North Korea fires two short-range missiles into the sea as U.S. docks nuclear submarine in South Korea

North Korea’s missile launches appeared to be a statement of defiance as the United States deploys a nuclear-armed submarine to South Korea for the first time in decades

July 19, 2023 05:29 am | Updated 08:39 am IST - SEOUL, South Korea

People watch a television reporting North Korea’s missile launch during a news programme at the Seoul Railway Station in Seoul, South Korea on July 19, 2023.

People watch a television reporting North Korea’s missile launch during a news programme at the Seoul Railway Station in Seoul, South Korea on July 19, 2023. | Photo Credit: AP

North Korea fired two short-range ballistic missiles into its eastern sea early on July 19 in what appeared to be a statement of defiance as the United States deploys a nuclear-armed submarine to South Korea for the first time in decades.

The launches came as the U.S.-led United Nations Command tries to secure the release of a U.S. soldier who fled to North Korea from the South Korean side of a border village on July 18 afternoon.

Private 2nd Class Travis King, in his early 20s, had just been released from a South Korean prison where he was held on assault charges. Instead of getting on a plane to be taken back to Fort Bliss, Texas, he left and joined a tour of the Korean border village of Panmunjom, where he ran across the border, U.S. officials say.

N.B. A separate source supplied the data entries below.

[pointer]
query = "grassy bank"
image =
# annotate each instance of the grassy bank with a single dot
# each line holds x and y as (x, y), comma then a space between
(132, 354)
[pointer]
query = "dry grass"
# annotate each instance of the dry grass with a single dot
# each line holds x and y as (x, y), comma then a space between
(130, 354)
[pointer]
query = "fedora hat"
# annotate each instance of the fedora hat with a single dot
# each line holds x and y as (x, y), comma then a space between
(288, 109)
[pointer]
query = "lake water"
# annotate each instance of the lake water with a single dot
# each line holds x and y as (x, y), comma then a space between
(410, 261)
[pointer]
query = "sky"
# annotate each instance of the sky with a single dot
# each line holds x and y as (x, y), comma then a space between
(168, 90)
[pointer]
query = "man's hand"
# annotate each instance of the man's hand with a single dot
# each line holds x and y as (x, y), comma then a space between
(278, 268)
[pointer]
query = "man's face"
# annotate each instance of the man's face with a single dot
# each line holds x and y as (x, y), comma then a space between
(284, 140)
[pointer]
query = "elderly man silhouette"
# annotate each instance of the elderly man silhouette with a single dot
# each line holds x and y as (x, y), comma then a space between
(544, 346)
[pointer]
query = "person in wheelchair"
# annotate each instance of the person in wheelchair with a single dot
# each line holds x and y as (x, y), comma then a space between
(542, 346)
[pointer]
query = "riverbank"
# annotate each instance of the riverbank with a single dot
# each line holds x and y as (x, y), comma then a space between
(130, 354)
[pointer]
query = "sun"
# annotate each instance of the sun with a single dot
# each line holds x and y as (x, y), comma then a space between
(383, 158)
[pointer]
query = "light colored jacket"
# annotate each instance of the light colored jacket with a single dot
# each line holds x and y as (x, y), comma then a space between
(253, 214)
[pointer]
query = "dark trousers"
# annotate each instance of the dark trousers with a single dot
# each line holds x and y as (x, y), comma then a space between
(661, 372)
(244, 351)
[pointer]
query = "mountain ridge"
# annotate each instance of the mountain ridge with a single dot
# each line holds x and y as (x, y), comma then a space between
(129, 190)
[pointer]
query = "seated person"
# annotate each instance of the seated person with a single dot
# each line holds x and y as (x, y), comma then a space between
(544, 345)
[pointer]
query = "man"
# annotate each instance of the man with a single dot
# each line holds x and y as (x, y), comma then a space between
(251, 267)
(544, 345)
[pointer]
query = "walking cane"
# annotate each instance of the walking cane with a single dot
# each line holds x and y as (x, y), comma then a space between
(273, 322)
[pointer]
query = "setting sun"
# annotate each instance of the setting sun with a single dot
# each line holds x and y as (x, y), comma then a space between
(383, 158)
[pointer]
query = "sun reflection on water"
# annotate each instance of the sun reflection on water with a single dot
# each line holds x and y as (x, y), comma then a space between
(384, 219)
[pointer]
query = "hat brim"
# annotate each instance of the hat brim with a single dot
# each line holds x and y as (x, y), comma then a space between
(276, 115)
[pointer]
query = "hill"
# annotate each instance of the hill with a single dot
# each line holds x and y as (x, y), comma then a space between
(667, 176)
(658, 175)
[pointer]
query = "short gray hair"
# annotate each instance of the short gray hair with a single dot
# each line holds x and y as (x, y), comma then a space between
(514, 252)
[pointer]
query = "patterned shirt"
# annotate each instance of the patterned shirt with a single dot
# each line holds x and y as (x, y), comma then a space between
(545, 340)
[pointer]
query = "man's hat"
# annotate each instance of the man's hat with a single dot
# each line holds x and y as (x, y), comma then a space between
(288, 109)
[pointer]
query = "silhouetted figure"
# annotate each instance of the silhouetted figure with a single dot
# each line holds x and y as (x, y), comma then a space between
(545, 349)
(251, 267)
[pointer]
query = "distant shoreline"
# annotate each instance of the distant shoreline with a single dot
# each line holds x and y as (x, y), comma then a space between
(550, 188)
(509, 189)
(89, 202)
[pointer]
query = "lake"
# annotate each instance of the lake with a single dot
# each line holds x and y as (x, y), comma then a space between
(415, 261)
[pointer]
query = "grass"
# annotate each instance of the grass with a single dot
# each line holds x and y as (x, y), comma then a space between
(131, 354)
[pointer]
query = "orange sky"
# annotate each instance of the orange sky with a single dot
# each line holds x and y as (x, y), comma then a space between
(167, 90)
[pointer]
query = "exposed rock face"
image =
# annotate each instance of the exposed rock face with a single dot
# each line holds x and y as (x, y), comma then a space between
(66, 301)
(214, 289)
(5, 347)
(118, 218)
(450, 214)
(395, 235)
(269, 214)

South Korea’s Joint Chiefs of Staff said that from 3:30 to 3:46 a.m. North Korea fired two short-range ballistic missiles from an area near capital Pyongyang that flew about 550 kilometres (341 miles) before landing in waters east of the Korean Peninsula.

Those flight details were similar to the assessment of the Japanese military, which said the missiles landed outside of Japan’s exclusive economic zone and that there were no immediate reports of damage from ships or aircraft in affected areas.

The flight distance of the North Korean missiles roughly matched the distance between Pyongyang and the South Korean port city of Busan, where the USS Kentucky arrived on Tuesday afternoon in the first visit by a U.S. nuclear-armed submarine to South Korea since the 1980s.

Japanese Defence Minister Yasukazu Hamada told reporters that the North Korean missiles travelled on a low trajectory, with their maximum altitude reaching about 50 kilometres (31 miles), and possibly demonstrated “irregular manoeuvre” in flight.

Japan has previously used similar language to describe the flight characteristics of a North Korean weapon modelled after Russia’s Iskander missile, which travels at low altitudes and is designed to be manoeuvrable in flight to improve its chances of evading missile defences.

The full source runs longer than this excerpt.